Harmony Lane (1935)
8/10
Stagey and cheap, but atmospheric and entertaining
19 January 2015
Warning: Spoilers
A simplistic tale of how iconic old-time US songwriter Stephen Foster drank himself into an early grave because of a faithless fiancée and a nagging wife. A superb, memorable portrayal of our hero by Douglass Montgomery, who starts to look like Nicholas Cage in the later, grubby scenes. The portrayal of the contemporary lot of black people is outrageously sentimental - this was 1935 - but the middle-class parlours and chiselling impresarios are a little more accurate in a Dickensian, caricatured way.

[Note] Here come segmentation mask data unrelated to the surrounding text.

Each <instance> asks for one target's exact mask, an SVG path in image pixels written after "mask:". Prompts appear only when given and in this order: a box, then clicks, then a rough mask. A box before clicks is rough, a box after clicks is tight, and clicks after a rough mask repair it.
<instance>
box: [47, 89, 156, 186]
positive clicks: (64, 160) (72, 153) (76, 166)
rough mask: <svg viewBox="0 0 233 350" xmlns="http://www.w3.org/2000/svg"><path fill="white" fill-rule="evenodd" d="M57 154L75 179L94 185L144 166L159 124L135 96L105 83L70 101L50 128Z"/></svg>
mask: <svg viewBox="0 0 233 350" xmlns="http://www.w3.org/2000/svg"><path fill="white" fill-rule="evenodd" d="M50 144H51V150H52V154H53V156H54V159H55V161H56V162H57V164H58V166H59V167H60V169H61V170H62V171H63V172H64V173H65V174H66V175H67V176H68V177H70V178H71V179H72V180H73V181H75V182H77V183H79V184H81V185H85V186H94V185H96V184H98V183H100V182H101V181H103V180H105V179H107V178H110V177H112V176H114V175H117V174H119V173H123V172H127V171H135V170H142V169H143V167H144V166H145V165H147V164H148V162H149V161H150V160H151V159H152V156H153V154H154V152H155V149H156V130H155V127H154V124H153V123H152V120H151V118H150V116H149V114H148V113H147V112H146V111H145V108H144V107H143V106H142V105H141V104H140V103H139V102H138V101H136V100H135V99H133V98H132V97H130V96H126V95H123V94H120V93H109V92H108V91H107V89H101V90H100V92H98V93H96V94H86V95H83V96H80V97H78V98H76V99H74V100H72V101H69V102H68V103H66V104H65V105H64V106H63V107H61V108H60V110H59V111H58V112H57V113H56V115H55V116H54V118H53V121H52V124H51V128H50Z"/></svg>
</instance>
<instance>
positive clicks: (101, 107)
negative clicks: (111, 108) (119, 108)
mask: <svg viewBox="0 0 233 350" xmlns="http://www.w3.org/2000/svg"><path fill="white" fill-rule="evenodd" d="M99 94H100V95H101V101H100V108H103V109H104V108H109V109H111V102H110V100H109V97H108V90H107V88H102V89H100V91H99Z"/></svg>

Foster wrote the song 'Old Black Joe', among many other standards and classics which are still performed today. I saw Eric Clapton and his band do the song a few years ago and it's still borderline racist, but Foster was turning out catchy, moving ditties apart from his 'plantation songs' long before Irving Berlin got started.

Make allowances for the cultural and commercial context and it's no worse than many other Tinseltown biopics. Montgomery, though, is a revelation, and the two female leads are no slouches either.

Freely available at the Internet Archive and well worth 90 minutes of your life if it's raining, you're snowbound, or you're an alcoholic songwriter in need of admonition. Odd title though.